Some days are simply black and white. It’s certainly not the norm for me, but some days it’s all black and white…colorless. No, not my choice of fashion, rarely is that ever black and white. I’m a colorful chick! I love bright jewel toned tops, sweaters, purses and shoes. Now, the bottom side is usually black or blue jean. I carry quite a bit of junk in this trunk, so I go for slimming on the bottom and hello Fabulous on the top! Yet somedays, this chronic illness warrior gets worn out…tired, and just cant seem to put one foot in front of the other. It’s those days that my life is black and white.
If you haven’t discovered it by now, I love artful worship. Bible journaling is my favorite, but sometimes just beautiful artful interpretations of scripture make my heart beat faster. I love how my time creating an artful representation of God’s word draws me closer to him. I typically use color in some way, shape, or form. Except for the days when the illnesses attack this body harder than I’m used to. It’s not uncommon for Thursday to be a day where my body retreats to bed, and my spirit tries to be still. Wednesday night is the when I take toxic medications to try to help fight these crazy diseases. Often Thursday my body needs extra rest to digest the “poison” as I call it, and begin to prepare for another week of attack on these diseases. This week, Thursday is my “be still” day. However, don’t miss this y’all, just because I’m being still does not mean I’m not in worship with my Lord.

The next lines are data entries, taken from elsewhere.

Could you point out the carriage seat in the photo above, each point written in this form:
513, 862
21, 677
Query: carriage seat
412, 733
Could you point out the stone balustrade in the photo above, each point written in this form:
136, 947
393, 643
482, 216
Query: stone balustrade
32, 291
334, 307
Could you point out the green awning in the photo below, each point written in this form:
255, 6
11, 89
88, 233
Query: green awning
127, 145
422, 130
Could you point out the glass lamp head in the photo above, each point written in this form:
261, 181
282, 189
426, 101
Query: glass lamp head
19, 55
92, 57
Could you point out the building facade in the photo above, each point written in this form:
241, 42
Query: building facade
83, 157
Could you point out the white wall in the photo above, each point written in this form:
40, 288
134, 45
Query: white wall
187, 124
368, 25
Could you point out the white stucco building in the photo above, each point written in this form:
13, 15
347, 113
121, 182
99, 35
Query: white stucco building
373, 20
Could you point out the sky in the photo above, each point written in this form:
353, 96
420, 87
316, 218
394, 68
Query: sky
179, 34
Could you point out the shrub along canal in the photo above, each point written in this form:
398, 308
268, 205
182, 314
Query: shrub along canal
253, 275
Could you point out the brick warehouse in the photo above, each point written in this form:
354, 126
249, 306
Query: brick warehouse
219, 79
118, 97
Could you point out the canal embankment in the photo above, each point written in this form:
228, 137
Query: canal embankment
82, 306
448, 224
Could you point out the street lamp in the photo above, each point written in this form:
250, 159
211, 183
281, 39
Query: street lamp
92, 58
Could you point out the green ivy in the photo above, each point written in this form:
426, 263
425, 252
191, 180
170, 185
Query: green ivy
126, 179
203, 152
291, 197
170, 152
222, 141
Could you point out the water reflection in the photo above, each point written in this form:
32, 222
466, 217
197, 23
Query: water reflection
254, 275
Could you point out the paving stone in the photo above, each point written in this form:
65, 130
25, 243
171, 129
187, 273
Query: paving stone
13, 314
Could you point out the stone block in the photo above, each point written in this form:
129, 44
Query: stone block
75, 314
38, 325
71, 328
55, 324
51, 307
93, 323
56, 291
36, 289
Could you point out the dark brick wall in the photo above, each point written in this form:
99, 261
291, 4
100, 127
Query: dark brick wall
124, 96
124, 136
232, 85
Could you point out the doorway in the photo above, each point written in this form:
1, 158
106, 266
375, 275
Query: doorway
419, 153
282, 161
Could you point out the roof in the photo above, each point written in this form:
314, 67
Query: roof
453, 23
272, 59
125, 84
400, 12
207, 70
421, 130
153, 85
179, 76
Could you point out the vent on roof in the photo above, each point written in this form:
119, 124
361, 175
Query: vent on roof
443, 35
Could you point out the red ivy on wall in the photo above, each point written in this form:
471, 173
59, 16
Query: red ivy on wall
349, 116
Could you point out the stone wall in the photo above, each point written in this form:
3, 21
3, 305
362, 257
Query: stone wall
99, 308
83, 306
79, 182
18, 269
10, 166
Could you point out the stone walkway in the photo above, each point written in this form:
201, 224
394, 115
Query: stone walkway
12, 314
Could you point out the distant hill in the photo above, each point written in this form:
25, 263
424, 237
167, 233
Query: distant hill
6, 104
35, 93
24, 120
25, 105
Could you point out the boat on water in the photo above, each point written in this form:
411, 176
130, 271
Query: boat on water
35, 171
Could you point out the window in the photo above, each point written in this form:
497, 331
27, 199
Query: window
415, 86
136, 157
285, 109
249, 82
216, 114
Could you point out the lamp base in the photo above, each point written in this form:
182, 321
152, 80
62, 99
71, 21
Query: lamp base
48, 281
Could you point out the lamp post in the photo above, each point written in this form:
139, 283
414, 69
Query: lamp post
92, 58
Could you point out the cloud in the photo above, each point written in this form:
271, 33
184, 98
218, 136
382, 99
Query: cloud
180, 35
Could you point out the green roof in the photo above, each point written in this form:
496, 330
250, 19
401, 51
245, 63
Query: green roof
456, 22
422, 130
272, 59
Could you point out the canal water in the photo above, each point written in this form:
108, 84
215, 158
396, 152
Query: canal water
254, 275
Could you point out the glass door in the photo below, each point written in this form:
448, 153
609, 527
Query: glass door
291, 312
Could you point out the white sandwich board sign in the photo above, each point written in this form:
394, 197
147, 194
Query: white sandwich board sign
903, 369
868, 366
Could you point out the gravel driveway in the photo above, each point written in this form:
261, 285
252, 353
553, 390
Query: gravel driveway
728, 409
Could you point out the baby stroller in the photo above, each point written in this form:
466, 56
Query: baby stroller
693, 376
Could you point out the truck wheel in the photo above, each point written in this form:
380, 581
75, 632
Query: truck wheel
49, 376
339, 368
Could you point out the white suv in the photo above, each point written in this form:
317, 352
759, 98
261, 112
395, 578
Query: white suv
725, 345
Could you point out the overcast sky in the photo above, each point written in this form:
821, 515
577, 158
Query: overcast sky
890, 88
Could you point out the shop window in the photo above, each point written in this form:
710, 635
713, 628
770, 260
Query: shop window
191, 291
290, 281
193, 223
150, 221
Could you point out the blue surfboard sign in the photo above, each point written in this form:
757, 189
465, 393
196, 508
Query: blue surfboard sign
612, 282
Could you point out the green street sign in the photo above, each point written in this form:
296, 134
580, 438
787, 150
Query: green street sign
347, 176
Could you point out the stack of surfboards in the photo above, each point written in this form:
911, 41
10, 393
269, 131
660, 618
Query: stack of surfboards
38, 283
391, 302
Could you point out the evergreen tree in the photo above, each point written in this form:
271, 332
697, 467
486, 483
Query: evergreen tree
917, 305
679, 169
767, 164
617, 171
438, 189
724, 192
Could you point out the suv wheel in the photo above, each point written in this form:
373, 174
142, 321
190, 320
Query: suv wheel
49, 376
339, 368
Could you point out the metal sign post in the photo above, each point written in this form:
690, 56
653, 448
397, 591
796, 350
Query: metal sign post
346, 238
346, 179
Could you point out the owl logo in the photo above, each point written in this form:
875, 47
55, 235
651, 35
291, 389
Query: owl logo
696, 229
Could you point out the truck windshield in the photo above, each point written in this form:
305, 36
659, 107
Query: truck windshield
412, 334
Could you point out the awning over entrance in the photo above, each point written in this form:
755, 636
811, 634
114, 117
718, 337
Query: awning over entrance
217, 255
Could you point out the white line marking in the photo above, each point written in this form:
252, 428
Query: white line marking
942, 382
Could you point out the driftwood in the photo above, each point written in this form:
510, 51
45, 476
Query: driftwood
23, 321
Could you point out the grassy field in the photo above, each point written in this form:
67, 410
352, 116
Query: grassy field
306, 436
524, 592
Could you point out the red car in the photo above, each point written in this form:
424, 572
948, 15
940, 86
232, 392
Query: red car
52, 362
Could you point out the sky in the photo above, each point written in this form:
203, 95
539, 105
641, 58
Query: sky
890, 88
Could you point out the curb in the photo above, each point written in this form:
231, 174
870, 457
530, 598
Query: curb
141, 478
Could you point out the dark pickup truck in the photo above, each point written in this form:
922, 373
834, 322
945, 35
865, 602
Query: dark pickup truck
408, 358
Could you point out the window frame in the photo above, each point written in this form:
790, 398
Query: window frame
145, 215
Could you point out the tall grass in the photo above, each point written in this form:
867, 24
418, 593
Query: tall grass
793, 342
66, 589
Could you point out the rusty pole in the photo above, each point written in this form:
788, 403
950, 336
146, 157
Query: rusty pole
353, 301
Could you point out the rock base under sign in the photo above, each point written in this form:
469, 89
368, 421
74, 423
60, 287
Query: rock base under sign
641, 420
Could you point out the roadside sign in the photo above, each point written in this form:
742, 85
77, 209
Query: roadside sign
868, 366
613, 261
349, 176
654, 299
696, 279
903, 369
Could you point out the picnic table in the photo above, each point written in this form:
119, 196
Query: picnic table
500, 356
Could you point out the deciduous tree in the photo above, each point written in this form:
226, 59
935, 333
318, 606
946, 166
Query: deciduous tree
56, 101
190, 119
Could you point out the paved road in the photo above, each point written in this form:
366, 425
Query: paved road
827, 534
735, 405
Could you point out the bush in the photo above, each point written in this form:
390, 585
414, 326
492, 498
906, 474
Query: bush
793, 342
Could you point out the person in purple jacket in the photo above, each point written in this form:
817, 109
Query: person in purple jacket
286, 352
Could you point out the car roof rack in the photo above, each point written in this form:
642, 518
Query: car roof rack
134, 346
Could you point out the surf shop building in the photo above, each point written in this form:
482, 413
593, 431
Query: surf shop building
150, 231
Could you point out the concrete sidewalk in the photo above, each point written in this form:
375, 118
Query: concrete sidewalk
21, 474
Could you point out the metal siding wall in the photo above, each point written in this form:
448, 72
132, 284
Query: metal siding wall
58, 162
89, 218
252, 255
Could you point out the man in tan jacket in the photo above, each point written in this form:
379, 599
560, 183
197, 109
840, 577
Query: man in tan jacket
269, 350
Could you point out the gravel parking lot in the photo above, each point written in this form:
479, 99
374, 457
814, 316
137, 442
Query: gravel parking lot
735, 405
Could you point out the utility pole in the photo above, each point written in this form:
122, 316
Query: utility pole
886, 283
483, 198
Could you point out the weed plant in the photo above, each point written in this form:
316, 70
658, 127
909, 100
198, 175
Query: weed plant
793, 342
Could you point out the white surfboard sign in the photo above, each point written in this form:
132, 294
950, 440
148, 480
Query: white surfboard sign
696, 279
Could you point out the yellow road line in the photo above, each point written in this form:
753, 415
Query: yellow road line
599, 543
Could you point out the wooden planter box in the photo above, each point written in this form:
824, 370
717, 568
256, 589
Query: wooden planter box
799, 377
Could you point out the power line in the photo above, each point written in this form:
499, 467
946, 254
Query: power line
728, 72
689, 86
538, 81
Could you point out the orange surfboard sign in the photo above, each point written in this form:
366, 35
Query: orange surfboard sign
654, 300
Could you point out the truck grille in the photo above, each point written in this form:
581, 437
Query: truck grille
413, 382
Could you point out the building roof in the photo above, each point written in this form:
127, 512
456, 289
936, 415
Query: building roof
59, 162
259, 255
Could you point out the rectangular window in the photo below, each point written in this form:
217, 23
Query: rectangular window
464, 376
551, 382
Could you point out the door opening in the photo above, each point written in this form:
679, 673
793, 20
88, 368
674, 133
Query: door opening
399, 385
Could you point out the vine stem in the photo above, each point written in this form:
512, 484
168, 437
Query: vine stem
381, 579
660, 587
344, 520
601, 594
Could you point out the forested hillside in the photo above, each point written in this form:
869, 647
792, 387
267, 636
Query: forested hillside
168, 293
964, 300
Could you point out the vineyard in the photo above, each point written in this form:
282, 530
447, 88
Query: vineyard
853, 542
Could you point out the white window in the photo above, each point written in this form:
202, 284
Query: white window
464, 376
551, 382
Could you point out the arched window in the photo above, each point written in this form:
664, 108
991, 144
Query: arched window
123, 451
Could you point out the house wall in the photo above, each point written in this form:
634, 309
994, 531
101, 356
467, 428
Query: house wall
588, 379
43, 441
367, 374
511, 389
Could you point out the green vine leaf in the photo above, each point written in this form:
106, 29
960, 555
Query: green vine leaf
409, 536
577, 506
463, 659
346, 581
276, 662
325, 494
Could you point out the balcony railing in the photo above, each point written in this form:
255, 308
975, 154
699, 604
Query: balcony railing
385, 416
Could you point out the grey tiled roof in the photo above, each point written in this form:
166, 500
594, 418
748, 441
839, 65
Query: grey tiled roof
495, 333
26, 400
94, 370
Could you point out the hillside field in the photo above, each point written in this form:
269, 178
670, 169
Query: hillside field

“Still” does not mean out of touch for me. Still days offer me an opportunity to spend even more time in prayer, and meditation with God. It is days like today where, while I may be physically weak, my soul is strong. Today, as I was laying in bed, the Holy Spirit urged me to grab the sketchbook and a pen while laying. He put grace upon my heart, and songs of worship in my mind. It was then that this weak, tired body mustered up the energy to write and draw. By the end of the time illustrating what God had put on my soul, I was too tired to add color. Thus, today became a black and white day. It was today that God sent me a special lesson through those black and white drawings.
God doesn’t care if my artful worship is embellished and full of color. He’s not looking for fancy. I know He happily accepts it when that is my offering, but on days like today, He tells me that He is simply thankful for our time together. It was today that He reminded me that His word is beautiful, colorful, perfect, elegant, embellished, and living. It has an amazing purpose. My dear sister, God’s word is His emotional love letter to us! It’s our instruction manual for living. It’s our hope when times are difficult, it’s our praise when times are powerful, it’s God’s word. Today, He reminded me that it doesn’t matter how fancy my worship to Him may appear, it only matters that I keep my focus on Him.
Are you tired tonight? Worn, frustrated, depressed, stressed out? Worship the Lord. Are you happy, excited, hopeful, satisfied? Worship the Lord. Are you weak and weary? Worship the Lord. We have been bought and paid for by His blood. He has poured His grace out upon us, and never once will He ever expect works…or color from us. He desires our reverence, worship and love. So while there may not be color on my page today, God has poured bright, bountiful color into my life. He has given me His word, His grace, and His love. For that dear sister, I am incredibly thankful.
Ephesians 2:8-9 “For by grace you have been saved through faith, and that not of yourselves; It is the gift of God, not of works, lest anyone should boast.”